Like all satanic pacts, all we ever get is superficial benefits while lacking any substance. By playing this game of 'I'm okay, it's the poor who are to blame,' we get oodles of empty self satisfaction based on factual errors and spurious reasoning. But we continue to fall behind in every actual measure of quality of life and standard of living. Wages are down, employment security is down, debt is up, divorce is up, birth rates are down (what is a more basic measure of your well being than the number of children you can support? In colonial America, families could easily support 13!), health care coverage is down, tuition costs are up, the price of food and gasoline is up, on and on and on. Any measure, on anything, even polls of basic happiness are worse off than we used to be. The only people economically and socially better off than we were in 1980 are the hyper rich. The rest of us have been played for fools. And Satan is laughing all the way to the bank with the souls of the 'middle class,' who traded in their compassion and dignity that could have stood for truth and justice with the 80%, but instead betrayed themselves and their humanity by preferring their own status in the pecking order.
It's perfectly reasonable for the mega rich, the super productive, the ridiculously smart, to accumulate all the fame and fortune in America for themselves. There's no point blaming them for succeeding at every ambition they put their minds to. It's as natural for them to get rich and famous and win prizes in competition as it's natural for a scorpion to sting its prey. The blame in this country cannot be attributed to the rich acting in their own interest and lobbying for ever lower taxes on themselves. The blame is squarely on the middle class, who despite their nature, embraced a pack of lies instead, and sided with their own natural enemy, all the way to the gallows the rich had prepared for them. They are like those valiant proletariats who proclaimed loyalty to Stalin and communism all the way into the firing line where they were executed for being an enemy to the people. Never mind what the elites have decided for you, never mind that they are currently liquidating you before your very eyes, what matters is that you're in the right crowd and seen to be rubbing shoulders with the right kind of people. Hail Stalin and the next five year plan! We who are about to die Salute You!
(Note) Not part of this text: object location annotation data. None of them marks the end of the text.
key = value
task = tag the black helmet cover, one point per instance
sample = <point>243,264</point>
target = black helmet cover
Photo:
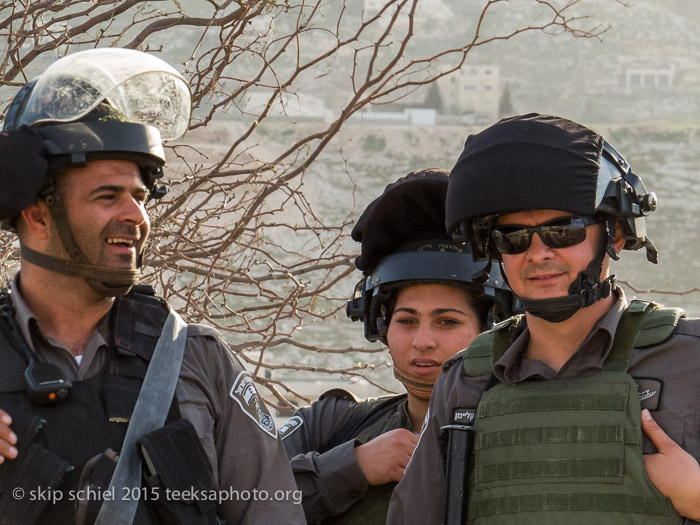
<point>403,240</point>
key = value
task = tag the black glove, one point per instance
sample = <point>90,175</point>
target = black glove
<point>23,168</point>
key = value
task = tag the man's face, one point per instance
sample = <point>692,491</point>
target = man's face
<point>105,203</point>
<point>541,272</point>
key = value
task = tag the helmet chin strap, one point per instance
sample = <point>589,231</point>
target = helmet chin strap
<point>106,281</point>
<point>584,291</point>
<point>418,387</point>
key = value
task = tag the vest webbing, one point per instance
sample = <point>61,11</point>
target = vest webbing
<point>544,449</point>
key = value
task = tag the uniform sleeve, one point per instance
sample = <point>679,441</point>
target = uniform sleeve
<point>254,481</point>
<point>330,482</point>
<point>419,495</point>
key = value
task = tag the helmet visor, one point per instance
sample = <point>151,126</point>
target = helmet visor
<point>143,87</point>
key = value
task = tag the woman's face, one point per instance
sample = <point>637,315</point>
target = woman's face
<point>430,323</point>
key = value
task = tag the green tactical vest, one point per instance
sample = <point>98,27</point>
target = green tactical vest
<point>373,508</point>
<point>566,451</point>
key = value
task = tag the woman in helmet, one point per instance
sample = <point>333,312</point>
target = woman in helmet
<point>418,298</point>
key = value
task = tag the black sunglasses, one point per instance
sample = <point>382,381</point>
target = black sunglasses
<point>558,233</point>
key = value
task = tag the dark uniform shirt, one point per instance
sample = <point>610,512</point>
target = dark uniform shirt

It's madness. And it's evil. The rich are sane and good people, naturally acting in their own self interest. Sort of like a guy who, if proposed to by ten different women who are all fine with him taking them all to himself, cannot be blamed for going along with such a wonderful dream. He isn't the one to blame in this scenario. The one to blame is the guy on the sideline, himself single and unloved, insisting on the right of polygamists to monopolize as many women as possible, so that he can think to himself that he's going to be one of the lucky few, and women look at him as one of the guys who thinks he's big enough to have a harem. For such a ridiculous side benefit, he trades the actual chance at an actual wife and child away. He won't get to sing a single little girl a single happy birthday. He won't get to play a single ball game with a single little boy. He won't get to sleep a single night with a single partner devoted solely to him. But he'll have the illusion of ten wives and a hundred children to comfort himself with at night. If this trade isn't satanic, what trade is?